Валя от изумления открыла рот.
— Это ты сам придумал, или подсказал кто?
— Сам. — С вызовом ответил одноклассник. — Кто бы это мог мне подсказать. Витька с Мишкой что ли? Они «Онегина» не читали.
— А ты прочёл от корочки до корочки? — недоверчиво глянула Тропинина.
— Глянул из любопытства. Вернее, понять хотел, чего вы, девчонки, от него млеете.
— По-твоему выходит, что он полюбил Татьяну за то, что она стала генеральшей?
— Естественно. Стала, как говорится, столбовой дворянкой. Вспомни, она сама ему об этом прямо в глаза сказала. А вот за то, что мужа обмануть не захотела, семью сохранила, я её зауважал.

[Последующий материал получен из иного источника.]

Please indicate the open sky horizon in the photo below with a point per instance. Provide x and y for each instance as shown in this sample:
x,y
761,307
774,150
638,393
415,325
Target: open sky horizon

— Это всё, что ты вынес из произведения, которым зачитываются поколения? Уверена, все понимали, что Евгений прозрел и сумел оценить всю прелесть, ум, глубину чувств Татьяны. Да не будь этой поэмы о настоящей любви, человечеству в целом было бы много тоскливее. Всё! Я пошла! — Решительно встала она.
— Как это пошла? — Запротестовал Сашка, вскочил со стула, схватил её за плечи и усадил на место. — У них, видишь ли, неразделённая, несчастная любовь. Так это от того, что им делать было больше нечего. А нам заниматься надо. Ты ж отцу слово дала!
— Так, то я дала. Тебя к знаниям, выходит, только ремнём тянуть можно. А я так не хочу.
— А ты тяни! Тяни «балбеса…»
Брови Тропининой подпрыгнули вверх.
— Так отец меня называет, когда что-нибудь напортачу, — сконфуженно произнёс Сашка. — Я тебе слово даю! — сделал он ударение на последней букве алфавита. — Порки в этом доме больше не будет.